Role Description
Own and evolve Launch Potato's cloud infrastructure, CI/CD platform, and compliance posture. Build the SRE function from the ground up so product teams can ship faster without compromising reliability, security, or cost control.
Outcomes
-
Stand up the SRE practice from scratch: on-call rotation, PagerDuty configuration, SLA/SLO definitions for core infrastructure services, runbook library, and observability dashboards that tie site performance to business metrics.
-
Complete the AWS multi-account migration: move production workloads to an isolated account with zero unplanned downtime.
-
Deliver SOC 2 Type I audit-ready infrastructure evidence package: own the technical controls implementation end-to-end.
-
Version and publish the Terraform module library: (30+ modules) to a private registry to eliminate ad hoc git consumption by product teams.
-
Implement automated deployment rollback for ECS and Lambda: gate production on integration test passage.
-
Stand up monthly cost reporting to leadership: budget anomaly detection, savings plan recommendations, spend by service/team/environment.
Qualifications
-
5+ years of production AWS infrastructure experience with deep Terraform expertise.
-
Hands-on experience building the SRE function from scratch and had complete ownership.
-
Experience with a multi-site company where PaaS or microservices are required.
-
CI/CD pipeline ownership in one or more previous roles.
-
PagerDuty experience and standing up an on-call rotation.
-
5+ years hands-on with AWS, Terraform, CI/CD pipeline ownership, and SRE tooling (OpenTelemetry, Grafana, PagerDuty or equivalent) in a production environment.
Requirements
-
Ownership orientation: You don't wait to be assigned a problem.
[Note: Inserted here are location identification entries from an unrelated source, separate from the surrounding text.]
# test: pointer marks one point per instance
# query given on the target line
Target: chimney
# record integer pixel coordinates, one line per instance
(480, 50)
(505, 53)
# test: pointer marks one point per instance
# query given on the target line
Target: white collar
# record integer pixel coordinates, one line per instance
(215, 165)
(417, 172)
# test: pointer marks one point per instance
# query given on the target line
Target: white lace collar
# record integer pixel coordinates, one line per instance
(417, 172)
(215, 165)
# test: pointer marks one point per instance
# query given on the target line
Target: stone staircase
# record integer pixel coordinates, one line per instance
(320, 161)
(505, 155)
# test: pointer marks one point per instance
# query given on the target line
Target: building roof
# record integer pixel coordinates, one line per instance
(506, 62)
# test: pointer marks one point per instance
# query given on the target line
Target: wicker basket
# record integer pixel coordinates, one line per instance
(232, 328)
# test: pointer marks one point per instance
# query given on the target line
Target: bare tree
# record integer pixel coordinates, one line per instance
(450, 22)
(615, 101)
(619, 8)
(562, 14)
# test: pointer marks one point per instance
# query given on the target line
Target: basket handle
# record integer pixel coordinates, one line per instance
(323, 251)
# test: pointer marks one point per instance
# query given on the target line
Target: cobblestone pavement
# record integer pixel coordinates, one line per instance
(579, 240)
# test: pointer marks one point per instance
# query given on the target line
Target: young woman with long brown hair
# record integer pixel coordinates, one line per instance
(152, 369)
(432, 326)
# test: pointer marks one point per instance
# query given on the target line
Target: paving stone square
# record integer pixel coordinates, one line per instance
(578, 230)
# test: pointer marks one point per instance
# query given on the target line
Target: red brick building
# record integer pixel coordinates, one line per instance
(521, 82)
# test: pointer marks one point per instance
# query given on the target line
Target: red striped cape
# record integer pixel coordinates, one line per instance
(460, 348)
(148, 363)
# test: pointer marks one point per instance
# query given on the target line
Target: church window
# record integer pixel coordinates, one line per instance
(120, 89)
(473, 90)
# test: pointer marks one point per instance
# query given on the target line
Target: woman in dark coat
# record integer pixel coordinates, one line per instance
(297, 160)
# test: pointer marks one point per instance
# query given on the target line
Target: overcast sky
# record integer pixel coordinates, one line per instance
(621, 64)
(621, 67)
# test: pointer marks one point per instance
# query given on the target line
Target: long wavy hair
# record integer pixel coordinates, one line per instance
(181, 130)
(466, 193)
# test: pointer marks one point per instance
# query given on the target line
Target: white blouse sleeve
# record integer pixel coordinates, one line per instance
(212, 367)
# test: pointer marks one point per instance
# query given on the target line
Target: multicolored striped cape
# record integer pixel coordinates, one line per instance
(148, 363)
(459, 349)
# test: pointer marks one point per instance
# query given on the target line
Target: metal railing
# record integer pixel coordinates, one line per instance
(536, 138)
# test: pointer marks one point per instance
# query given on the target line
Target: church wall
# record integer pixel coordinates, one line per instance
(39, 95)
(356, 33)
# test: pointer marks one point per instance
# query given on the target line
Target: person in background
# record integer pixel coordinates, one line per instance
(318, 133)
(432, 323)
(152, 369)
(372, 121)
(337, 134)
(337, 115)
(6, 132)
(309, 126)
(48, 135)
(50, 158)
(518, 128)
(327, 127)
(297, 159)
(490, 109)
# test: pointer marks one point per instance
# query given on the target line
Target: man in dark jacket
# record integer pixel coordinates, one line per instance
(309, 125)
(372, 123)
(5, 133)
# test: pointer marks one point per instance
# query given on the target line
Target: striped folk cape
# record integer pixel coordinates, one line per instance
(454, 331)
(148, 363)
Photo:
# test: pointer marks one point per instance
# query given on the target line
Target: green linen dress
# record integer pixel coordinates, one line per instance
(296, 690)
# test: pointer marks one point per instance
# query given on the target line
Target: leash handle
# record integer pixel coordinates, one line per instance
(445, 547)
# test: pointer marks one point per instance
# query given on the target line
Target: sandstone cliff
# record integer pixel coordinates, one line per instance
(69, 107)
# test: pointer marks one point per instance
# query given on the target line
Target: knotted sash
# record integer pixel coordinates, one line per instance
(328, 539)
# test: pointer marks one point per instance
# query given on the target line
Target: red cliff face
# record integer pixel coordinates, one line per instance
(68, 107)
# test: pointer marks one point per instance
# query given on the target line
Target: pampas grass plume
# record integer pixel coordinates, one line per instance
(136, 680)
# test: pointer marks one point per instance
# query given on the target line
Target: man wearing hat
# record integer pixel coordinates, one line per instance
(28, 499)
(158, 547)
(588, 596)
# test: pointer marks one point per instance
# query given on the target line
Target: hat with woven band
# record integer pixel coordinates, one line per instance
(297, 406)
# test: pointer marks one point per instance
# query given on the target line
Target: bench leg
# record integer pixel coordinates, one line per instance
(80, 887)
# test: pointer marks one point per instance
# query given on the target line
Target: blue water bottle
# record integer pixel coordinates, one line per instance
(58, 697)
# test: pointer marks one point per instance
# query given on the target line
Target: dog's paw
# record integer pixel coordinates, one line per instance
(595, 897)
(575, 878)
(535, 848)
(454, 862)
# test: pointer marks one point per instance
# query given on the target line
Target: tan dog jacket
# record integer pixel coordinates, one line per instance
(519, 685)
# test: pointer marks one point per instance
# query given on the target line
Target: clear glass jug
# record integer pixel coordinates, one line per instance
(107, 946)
If something is broken, undocumented, or a risk, you flag it and fix it. If the runbooks don't exist yet, you write them.
-
Documentation discipline: You write things down. Runbooks, decision rationale, architecture patterns, incident post-mortems. The next person should be able to understand your work without asking you.
-
Cost consciousness: You think about the business impact of infrastructure decisions. You can explain a spending anomaly to a CFO in plain language. You know what things cost before you build them.
-
Calm under pressure: Production incidents happen. You triage clearly, communicate proactively with technical and non-technical stakeholders, and run a tight post-mortem without blame. You've been woken up at 3am. You can handle it.
-
Cross-functional communication: You can work with product engineers, legal/compliance, and executive leadership in the same week without switching communication modes awkwardly. You speak both engineer and business.
-
Proactive reliability: A good SRE reacts to outages. A great SRE catches degradation before it becomes an outage. You build alerting against the patterns, not just the failures.
Benefits
-
Base salary: $160,000 to $190,000 per year, paid semi-monthly.
-
Total compensation includes a base salary, profit-sharing bonus, and competitive benefits.
-
Performance-driven company: future increases will be based on company and personal performance, not annual cost of living adjustments.